Karma Yoga: Freedom in Action
Karma Yoga is action in service to the boundless will of the soul. Each action becomes a Dharma, a
joyful duty. It is selfless action with no thought of reward.
Bhakti Yoga: Transcending Self through Love
Bhakti Yoga is the path of devotion, commitment, total and complete surrender to the love of the Divine as
Gyan (Jnana) Yoga: See with the Eyes of Wisdom
Gyan means knowledge, or more specifically, the experienced knowledge inside oneself. Gyan Yoga,
also known as Jnana Yoga, is the path of intellectual discrimination, knowing clearly without the
subconscious clouding the clarity.
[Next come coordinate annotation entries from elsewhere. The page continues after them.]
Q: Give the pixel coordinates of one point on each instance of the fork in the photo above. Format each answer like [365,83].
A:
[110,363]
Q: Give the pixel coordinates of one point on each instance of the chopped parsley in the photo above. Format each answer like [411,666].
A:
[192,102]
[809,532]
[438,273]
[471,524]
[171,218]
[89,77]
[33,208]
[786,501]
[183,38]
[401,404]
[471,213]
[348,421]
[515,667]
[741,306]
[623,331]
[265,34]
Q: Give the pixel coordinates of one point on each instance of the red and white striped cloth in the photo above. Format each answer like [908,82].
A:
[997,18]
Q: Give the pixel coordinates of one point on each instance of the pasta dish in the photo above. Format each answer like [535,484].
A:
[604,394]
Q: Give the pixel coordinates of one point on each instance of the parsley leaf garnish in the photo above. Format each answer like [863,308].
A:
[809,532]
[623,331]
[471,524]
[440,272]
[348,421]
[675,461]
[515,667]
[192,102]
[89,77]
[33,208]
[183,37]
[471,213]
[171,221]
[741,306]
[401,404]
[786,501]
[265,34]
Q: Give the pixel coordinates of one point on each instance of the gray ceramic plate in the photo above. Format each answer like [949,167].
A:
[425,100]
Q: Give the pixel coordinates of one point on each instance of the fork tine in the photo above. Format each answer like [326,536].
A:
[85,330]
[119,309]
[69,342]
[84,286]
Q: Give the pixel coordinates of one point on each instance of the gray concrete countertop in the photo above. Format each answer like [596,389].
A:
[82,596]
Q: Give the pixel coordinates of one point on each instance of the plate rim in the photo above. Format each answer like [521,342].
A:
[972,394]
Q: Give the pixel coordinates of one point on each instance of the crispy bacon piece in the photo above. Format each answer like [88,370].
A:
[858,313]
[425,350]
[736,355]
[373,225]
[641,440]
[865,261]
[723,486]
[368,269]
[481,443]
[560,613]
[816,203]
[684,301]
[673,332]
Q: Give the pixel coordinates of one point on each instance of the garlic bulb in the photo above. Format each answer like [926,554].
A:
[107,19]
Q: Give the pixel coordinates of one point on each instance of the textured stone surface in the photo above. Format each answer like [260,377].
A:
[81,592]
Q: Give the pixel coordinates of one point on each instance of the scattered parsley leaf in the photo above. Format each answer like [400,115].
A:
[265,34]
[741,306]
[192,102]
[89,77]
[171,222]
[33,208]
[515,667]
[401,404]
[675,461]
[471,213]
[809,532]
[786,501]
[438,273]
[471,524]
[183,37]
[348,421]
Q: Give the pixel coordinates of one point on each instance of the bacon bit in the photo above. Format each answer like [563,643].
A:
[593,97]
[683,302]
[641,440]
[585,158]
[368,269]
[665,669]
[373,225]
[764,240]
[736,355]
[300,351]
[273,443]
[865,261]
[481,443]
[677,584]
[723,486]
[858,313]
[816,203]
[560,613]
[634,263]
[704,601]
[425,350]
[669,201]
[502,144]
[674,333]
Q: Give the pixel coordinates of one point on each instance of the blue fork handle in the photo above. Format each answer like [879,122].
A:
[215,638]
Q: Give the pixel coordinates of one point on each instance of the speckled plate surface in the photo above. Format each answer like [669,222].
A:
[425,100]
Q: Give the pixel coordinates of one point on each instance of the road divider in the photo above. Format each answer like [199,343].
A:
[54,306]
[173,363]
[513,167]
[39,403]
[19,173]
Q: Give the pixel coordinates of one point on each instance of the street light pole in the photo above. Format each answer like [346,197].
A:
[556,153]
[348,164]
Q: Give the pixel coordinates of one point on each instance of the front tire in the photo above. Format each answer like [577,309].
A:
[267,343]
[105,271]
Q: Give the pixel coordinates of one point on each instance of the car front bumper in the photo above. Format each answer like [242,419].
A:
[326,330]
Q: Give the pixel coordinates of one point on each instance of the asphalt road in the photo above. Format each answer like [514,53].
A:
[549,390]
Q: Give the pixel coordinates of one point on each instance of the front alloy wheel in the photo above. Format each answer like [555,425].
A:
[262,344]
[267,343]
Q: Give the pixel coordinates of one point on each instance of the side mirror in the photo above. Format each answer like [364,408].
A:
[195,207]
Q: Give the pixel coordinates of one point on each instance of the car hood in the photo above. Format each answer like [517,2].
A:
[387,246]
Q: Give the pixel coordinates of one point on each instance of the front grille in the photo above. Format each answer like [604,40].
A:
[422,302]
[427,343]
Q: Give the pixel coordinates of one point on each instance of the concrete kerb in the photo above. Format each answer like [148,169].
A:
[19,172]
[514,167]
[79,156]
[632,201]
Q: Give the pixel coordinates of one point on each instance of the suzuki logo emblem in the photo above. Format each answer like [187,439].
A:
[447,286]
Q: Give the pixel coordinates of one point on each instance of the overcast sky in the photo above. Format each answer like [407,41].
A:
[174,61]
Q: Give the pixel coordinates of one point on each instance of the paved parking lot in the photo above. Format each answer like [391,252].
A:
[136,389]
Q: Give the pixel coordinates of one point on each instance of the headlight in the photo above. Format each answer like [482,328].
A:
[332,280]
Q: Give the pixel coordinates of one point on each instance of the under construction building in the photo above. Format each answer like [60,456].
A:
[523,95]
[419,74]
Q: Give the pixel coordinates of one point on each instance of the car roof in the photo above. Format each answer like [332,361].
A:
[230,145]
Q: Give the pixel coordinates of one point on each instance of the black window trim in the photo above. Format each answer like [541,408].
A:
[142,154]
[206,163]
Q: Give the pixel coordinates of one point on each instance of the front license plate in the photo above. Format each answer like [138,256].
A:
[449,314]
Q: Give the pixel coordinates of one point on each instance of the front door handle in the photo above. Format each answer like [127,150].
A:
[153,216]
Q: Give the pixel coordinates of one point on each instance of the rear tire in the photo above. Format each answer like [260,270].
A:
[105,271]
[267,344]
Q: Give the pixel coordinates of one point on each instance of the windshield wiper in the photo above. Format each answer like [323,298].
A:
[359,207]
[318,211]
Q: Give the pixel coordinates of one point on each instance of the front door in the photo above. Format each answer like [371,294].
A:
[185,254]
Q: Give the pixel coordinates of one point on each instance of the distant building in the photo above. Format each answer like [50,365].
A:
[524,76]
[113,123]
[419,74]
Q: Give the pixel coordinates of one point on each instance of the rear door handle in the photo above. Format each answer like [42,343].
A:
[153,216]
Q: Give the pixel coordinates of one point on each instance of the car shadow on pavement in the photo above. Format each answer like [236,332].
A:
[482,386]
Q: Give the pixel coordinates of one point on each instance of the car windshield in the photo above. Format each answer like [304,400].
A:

It is the path of the intellectual and intuitive realization of the Divine in
which one sees God in everything.
Hatha Yoga: Cultivating the Body
Hatha Yoga is the most popular and widely-practised form of yoga in the West. It concentrates on
perfecting the physical body in order to affect the mind and consciousness. It utilizes 84 postures
(Asanas), 24 Mudras (energy seals), and three Maha-Mudras, along with breath control. Hatha
Yoga can be understood as a science where the sun and moon energy are directly united to raise the
Kundalini. Hatha Yoga requires many years of practice under a knowledgeable teacher to reach perfection,
and it emphasizes flexibility and patience.
Raj Yoga: Achieving Spiritual Regality
Raj Yoga, the Royal Path, is referred to as the Yoga of Meditation. It is a science whose
philosophy includes the path of Ashtanga Yoga (the Eightfold Path), expounded by Patanjali. Raja
Yoga involves the study of the psychic centers, and the development of the will and mental faculties as carriers
of the great spiritual energy. It can also be called "royal mastery of yogic virtues and values". Traditionally,
this path called for a concentrated, monastic type of life, and needed years to reach perfection.
Mantra Yoga & Laya Yoga: Transcending through Sound
Mantra Yoga uses sound as a vehicle of transcendence. The goal of Laya Yoga is to merge finite
consciousness with Infinite consciousness. With Laya and Mantra Yoga the mind is expanded through rhythm,
breath, sound and mantra.
Kriya Yoga: Bringing Action to Fulfillment
Kriya Yoga is the discipline to bring actions to a fulfillment and completion within the self. In the
Yoga-Sutra of Patanjali it is mentioned as the combined practice of cleansing exercises (Tapas), deep
study (Svadhyaya), and devotional conscious worship of the Supreme One in all (Ishvara-Pranidhana).